Being close to nature, elvish society is loosely organized. Most individuals are concentrated in the elven nation of T'Nanshi. This nation is run effectively, yet informally, by noble families who take care of foreign affairs and the standing army only. All other affairs are usually taken care of locally by whatever system the given settlement or village has set up for itself. In many cases, there isn't much of a system needed at all. Elves are inherently reverent towards their elders and will usually defer to their word if there is a question of action.
Elven dwellings are often built in the trees, though they are also fond of beautifully camouflaged ground dwellings as well. Cities exist, but they are few, for most elves settle in extended family units somewhere out in the forest. Usually one of these units consists of about 20 to 30 individuals who work cooperatively to support themselves off the land. There are often one or two individuals in each of these bands that practice a trade, and make items to barter with other bands to get what they need.

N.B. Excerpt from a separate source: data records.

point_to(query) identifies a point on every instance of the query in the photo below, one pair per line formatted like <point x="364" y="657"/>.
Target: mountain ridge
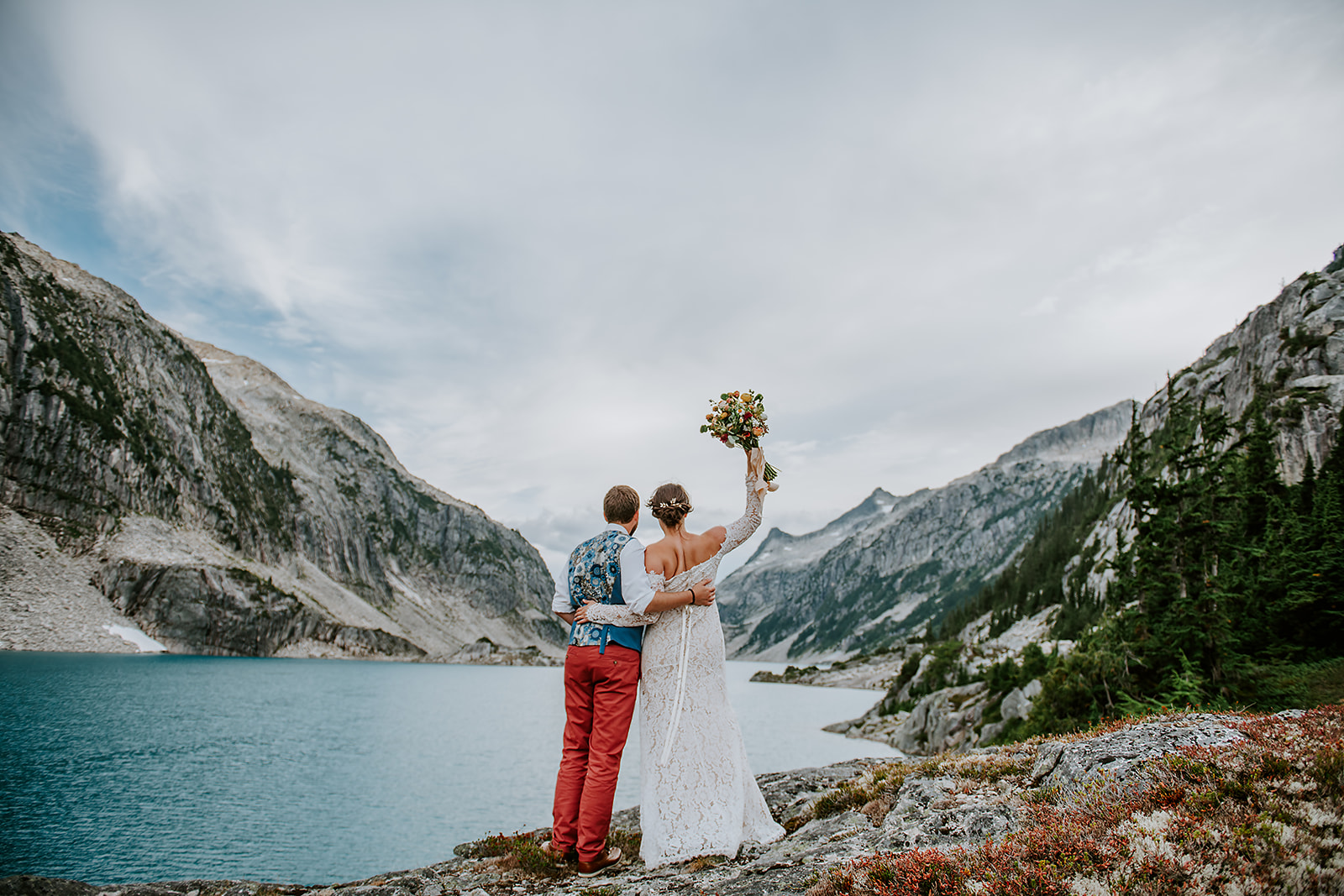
<point x="871" y="574"/>
<point x="228" y="513"/>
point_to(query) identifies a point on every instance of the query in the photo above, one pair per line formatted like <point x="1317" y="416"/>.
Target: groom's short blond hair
<point x="620" y="504"/>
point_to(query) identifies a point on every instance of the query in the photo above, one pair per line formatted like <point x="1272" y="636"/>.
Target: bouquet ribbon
<point x="756" y="469"/>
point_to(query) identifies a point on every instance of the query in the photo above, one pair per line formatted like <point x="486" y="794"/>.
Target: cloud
<point x="528" y="242"/>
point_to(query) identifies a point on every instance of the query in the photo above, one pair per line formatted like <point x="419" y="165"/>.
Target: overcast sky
<point x="530" y="241"/>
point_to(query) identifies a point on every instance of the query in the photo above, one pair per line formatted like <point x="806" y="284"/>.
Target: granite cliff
<point x="893" y="563"/>
<point x="222" y="512"/>
<point x="1283" y="364"/>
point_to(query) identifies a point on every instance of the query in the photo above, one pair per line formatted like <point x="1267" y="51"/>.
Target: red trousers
<point x="600" y="691"/>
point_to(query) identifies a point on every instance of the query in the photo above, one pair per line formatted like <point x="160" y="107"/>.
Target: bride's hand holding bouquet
<point x="739" y="419"/>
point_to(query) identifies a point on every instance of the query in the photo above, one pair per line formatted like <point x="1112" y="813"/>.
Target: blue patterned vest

In elvish cities there is the usual hustle and bustle of trade. However, most of the cities seem to exist as an outlet for the nobles to gather and discuss national affairs. Noble families will often keep luxurious tree homes in these cities in addition to their regular homes. Elven nobles do not pretend to hold claim over portions of land like humans do. They see themselves simply as individuals who have more money than average, and therefore have an obligation to protect their country. They do not claim any serfs or personal armies, although there are many who have followers that support their household in addition to the paid servants.
The other type of elf that was created initially by Dru'El is called the Light Elf, or more commonly the Ghost Elf.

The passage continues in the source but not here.